The first quarter had brought with a new wave of optimism, with equities and credit rallying strongly across the world. Much of the rally this year was built on market expectations that the Fed now won’t raise interest rates again in the next two years—in fact, the next move expected from the Fed by the bond market is now a cut, with 10-year Treasury yields down to 2.4%.The sharp fall in the US stock market late last year was probably also a factor in deterring the US administration from further increasing tariffs on China over the quarter. Two of the major risks were largely reduced, pushing MSCI World Index gained 11.9% over the first quarter of 2019. There were reasons for optimism, but also some caution. The weakness in the global economy was most stark in the manufacturing and export sectors. Eurozone industrial production was down 2.5% since its peak in December 2017 and Korean and Taiwanese exports both declined about 8% (y/y) in March.

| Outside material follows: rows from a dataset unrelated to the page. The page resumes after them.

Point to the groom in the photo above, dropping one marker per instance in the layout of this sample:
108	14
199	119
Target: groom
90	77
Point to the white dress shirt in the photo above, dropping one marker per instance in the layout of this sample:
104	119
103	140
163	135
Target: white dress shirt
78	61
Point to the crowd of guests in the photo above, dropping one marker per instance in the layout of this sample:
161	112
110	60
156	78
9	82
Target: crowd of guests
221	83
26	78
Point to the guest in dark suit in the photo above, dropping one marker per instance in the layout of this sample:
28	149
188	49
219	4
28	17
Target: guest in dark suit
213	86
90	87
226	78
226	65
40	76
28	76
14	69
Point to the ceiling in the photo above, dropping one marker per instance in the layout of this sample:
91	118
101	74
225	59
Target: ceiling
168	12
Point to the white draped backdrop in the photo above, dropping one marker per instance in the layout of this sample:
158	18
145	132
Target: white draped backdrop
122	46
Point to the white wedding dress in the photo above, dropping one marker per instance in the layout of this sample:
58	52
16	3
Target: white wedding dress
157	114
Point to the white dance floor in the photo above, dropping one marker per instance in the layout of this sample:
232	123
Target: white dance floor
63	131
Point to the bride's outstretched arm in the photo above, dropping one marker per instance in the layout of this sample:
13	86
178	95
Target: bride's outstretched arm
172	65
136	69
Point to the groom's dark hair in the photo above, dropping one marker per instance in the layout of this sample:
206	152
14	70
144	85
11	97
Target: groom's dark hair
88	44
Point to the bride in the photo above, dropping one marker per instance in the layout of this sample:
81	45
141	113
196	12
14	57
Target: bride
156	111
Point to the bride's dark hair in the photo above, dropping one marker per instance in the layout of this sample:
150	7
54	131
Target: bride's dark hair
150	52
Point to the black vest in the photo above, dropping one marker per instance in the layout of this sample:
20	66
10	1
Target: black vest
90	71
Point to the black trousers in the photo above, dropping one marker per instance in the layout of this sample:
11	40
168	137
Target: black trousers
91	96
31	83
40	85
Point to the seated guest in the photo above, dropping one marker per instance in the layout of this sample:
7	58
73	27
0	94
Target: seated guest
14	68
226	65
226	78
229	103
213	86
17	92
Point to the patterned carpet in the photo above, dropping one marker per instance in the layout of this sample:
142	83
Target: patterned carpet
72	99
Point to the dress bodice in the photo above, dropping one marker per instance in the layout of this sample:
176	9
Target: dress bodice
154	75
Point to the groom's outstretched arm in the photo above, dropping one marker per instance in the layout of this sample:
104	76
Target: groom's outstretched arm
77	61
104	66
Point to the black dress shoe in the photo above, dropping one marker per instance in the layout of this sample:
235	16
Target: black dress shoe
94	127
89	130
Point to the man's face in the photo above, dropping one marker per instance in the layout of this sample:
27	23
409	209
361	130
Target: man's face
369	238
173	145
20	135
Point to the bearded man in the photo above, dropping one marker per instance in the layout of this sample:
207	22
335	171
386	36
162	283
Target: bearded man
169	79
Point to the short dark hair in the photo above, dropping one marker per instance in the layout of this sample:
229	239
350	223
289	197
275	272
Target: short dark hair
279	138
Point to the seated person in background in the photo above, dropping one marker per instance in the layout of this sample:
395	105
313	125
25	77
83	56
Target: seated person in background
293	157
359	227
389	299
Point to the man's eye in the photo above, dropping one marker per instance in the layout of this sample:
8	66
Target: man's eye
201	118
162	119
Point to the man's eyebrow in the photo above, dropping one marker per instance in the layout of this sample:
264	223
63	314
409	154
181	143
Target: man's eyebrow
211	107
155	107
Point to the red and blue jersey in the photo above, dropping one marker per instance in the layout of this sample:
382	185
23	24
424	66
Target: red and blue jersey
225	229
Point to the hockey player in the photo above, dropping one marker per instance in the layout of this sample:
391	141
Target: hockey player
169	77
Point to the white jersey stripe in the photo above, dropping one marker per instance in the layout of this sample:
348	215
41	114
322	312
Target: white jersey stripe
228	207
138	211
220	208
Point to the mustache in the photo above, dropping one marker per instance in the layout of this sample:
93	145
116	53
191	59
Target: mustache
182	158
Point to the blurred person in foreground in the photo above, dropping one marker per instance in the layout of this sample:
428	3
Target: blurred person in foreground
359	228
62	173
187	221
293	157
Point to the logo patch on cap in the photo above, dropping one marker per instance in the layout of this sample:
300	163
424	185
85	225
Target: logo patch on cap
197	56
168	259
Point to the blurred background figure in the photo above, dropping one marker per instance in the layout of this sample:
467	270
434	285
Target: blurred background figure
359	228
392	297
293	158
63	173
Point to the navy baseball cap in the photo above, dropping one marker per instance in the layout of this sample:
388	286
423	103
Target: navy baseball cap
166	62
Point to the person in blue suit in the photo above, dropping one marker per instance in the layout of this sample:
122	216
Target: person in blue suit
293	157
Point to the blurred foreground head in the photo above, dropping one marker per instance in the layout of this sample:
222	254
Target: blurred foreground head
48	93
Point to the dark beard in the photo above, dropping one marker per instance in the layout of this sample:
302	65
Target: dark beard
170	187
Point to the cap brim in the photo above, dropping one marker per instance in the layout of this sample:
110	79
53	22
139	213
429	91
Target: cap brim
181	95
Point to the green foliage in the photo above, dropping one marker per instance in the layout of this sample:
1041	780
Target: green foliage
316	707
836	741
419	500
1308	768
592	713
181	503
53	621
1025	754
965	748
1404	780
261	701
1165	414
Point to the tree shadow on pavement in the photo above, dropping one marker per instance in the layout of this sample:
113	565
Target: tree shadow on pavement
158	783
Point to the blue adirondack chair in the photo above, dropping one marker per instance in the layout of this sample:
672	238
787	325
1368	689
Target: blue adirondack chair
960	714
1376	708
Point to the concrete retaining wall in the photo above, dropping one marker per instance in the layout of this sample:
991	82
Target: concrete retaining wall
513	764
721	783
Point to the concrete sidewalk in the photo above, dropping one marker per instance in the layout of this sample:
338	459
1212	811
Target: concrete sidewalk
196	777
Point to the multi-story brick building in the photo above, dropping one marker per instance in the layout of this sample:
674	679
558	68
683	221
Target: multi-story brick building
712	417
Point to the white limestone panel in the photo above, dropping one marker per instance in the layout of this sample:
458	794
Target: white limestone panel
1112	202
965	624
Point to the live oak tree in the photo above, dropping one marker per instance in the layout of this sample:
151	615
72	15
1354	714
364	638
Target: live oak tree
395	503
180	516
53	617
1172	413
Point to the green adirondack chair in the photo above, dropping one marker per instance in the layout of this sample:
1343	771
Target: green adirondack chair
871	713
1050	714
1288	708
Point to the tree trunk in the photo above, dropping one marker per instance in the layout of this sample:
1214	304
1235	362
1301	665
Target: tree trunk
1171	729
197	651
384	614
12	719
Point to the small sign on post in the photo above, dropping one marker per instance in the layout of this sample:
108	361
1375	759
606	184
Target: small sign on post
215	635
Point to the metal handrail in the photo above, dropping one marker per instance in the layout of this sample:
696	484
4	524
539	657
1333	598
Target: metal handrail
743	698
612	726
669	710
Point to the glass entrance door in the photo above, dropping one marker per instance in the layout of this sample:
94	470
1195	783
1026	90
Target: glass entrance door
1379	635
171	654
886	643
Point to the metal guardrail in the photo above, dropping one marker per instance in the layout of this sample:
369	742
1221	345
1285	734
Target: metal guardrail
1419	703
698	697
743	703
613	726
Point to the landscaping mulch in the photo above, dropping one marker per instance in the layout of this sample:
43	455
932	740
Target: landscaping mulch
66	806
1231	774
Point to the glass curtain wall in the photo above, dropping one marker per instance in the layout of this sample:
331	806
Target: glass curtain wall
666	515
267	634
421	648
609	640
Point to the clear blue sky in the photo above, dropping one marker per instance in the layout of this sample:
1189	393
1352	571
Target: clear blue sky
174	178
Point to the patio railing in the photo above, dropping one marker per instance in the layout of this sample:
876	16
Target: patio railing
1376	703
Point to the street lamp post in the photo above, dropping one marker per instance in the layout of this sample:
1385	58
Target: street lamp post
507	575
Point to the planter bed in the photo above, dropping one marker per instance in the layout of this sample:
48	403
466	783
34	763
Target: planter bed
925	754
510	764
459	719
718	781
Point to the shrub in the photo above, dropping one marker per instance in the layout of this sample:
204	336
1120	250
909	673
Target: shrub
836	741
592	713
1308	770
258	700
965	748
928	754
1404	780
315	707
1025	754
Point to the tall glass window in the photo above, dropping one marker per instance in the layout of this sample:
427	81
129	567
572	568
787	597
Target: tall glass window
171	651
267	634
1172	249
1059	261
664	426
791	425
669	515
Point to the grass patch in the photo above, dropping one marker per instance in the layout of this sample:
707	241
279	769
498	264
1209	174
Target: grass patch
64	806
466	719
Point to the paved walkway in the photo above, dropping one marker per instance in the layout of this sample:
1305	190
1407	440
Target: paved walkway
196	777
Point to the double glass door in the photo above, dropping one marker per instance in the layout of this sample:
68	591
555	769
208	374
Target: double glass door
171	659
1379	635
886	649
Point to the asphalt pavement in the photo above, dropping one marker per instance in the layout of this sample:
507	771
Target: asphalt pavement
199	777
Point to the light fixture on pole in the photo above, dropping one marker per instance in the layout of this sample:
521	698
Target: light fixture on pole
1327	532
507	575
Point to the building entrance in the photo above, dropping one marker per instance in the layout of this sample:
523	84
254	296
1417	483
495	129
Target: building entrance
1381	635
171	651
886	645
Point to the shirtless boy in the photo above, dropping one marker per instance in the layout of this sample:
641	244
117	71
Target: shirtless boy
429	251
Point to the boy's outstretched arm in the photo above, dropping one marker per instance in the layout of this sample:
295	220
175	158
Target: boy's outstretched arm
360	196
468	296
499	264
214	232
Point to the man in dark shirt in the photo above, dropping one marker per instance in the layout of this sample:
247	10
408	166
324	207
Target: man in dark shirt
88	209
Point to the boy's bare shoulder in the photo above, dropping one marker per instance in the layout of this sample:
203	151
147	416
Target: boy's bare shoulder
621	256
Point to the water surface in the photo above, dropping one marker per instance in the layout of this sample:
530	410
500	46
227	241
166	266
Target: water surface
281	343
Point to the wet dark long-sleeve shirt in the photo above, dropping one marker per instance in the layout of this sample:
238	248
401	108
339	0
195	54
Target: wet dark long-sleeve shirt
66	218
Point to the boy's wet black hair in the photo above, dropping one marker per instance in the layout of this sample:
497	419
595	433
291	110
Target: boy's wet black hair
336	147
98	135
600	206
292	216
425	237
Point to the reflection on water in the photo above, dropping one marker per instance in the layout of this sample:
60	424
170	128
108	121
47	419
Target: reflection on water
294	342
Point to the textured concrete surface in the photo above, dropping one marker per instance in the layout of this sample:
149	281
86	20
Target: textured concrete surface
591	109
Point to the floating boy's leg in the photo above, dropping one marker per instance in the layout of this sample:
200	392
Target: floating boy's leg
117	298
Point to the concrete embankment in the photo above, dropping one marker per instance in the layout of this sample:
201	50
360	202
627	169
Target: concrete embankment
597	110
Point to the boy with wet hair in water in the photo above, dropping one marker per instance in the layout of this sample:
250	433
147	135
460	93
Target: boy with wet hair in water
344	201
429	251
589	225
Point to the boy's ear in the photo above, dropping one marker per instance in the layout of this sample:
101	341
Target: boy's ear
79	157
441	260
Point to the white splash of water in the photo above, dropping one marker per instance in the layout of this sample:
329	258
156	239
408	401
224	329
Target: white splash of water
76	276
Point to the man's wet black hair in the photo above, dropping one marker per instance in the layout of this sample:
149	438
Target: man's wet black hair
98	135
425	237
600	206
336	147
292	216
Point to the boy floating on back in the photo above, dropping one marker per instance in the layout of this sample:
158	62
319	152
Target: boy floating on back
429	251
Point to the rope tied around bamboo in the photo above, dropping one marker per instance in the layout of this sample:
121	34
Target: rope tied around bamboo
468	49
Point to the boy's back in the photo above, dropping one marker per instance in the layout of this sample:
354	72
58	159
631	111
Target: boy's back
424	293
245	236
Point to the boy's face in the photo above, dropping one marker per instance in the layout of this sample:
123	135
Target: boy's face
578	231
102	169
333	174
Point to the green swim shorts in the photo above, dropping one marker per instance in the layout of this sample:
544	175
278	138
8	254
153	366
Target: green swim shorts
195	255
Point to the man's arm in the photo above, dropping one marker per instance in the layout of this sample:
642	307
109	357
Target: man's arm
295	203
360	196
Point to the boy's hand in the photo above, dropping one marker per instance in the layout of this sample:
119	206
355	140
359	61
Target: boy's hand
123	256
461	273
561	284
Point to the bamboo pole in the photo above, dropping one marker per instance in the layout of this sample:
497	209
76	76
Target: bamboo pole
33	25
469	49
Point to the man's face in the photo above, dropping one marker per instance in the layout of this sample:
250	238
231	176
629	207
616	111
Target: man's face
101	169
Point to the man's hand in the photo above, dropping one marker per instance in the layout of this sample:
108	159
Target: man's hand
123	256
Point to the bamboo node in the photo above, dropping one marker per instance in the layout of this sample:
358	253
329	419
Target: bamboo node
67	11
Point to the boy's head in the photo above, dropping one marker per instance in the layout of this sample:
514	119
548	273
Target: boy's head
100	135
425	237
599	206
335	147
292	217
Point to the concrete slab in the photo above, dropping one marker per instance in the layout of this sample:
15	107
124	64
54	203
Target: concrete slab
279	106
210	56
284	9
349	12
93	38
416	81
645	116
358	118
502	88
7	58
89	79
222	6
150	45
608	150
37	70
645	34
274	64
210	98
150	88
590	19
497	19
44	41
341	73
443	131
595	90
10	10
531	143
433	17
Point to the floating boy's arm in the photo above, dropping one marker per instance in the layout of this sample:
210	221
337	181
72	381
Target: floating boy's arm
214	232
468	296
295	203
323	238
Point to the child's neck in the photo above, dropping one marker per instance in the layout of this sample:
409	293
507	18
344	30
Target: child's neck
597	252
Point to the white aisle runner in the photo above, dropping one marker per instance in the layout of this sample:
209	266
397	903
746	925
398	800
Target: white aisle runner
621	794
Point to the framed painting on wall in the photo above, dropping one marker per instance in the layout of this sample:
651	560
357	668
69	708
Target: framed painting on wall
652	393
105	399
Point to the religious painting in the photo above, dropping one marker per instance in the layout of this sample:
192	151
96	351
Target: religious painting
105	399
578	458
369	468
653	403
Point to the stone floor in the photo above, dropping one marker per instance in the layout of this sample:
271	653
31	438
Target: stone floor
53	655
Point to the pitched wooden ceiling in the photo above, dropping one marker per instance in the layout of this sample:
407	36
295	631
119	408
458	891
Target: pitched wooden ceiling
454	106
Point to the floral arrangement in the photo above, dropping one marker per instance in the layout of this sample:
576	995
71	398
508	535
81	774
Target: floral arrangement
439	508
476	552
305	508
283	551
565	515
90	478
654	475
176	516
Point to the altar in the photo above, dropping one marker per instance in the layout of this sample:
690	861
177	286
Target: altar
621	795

Though the slowdown in Eurozone GDP growth was disappointing for investors, 2018 marked the fourth consecutive year of above trend growth (~1.2%). Almost all of the major member states reported above average employment growth, which the Eurozone as a whole could enjoy for some time. As for monetary policy, the European Central Bank's (ECB) language was gradually softening to acknowledge the increased downside risks to the growth outlook. Previously, it had suggested that interest rate remained on hold through the summer of 2019, but the guidance on 7 March was changed to rate remaining at their present levels at least through the end of 2019. As a result, the dovish change in ECB guidance was not altogether unexpected, as leading indicators of activity were very weak in recent months and weakness in external demand may be feeding into the domestic economy. Hence, we keep cautiously optimistic on Euro Asset.